Writers’ block? Go take a nap.
Christina Lu / BuzzFeed
Composer Erik Satie walked roughly 10 kilometers from Arcueil to Paris every morning. Saul Bellow rode his mountain bike. Novelist Haruki Murakami keeps a famously intense running schedule, which he described in the Paris Review :
When I'm in writing mode for a novel, I get up at four a.m. and work for five to six hours. In the afternoon, I run for ten kilometers or swim for fifteen hundred meters (or do both), then I read a bit and listen to some music. I go to bed at nine p.m. I keep to this routine every day without variation. The repetition itself becomes the important thing; it's a form of mesmerism. I mesmerize myself to reach a deeper state of mind.
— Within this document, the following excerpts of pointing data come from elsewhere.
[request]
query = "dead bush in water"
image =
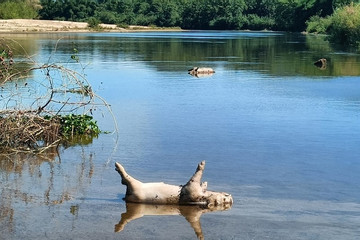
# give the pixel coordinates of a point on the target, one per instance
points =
(42, 104)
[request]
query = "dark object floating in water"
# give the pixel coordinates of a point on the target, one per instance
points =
(201, 71)
(321, 63)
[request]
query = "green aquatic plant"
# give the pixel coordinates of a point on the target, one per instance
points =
(43, 110)
(76, 124)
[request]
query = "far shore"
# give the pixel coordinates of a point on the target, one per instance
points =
(40, 26)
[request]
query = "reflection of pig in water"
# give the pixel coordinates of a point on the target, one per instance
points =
(201, 72)
(192, 193)
(191, 213)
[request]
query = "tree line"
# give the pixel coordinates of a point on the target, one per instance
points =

Whether it lets the mind wander, improves mood, or functions as an important part of daily ritual, regular physical activity has been linked to improved creative thinking. In this 2013 study, athletes outperformed non-athletes in tests of both divergent thinking (coming up with many possible solutions to a problem) and convergent thinking (coming up with one solution to a problem).
OK, so it doesn't necessarily have to be a nap, but most creative people carve out time for relaxation. Take Vladimir Nabokov, who described to the New York Times a schedule that included a daily two-hour nap and 20-minute soak in a hot bath, or artist Joan Miró, who allowed himself just a five-minute nap after lunch. Naps have been shown to improve alertness and enhance right brain function (which is closely associated with creative activity), but if that's not your thing, meditation also works to increase creativity. This 2012 study found that people who practiced open-monitoring meditation (which avoids focus on any particular concept or object, and instead is receptive to all immediate thoughts and sensations) were better at generating new ideas. Think of it as a brain refresher.
A key component of making work you're proud of is knowing when to walk away from it. A lot of times, the best ideas come seemingly out of nowhere, when you've welcomed distraction and let your mind wander. Harvard University researcher and psychologist Shelley Carson writes about this all-important "incubation period" in her book The Creative Brain:
Often one potential but unhelpful solution may block your ability to think up other solutions while the unhelpful one is still fresh in your mind. The incubation period, however, allows you time to forget inappropriate solutions upon which you may have become fixated.
But you don't have to necessarily step away from a project to loosen up your mind, either. This 2012 study from University of Illinois at Urbana-Champaign suggests that moderate background noise (think the bustle of a coffee shop) offers enough of a distraction to trigger abstract thinking and the development of creative ideas. So, while you may be used to holing up in the quiet corner of your apartment, it's worth changing up the environment.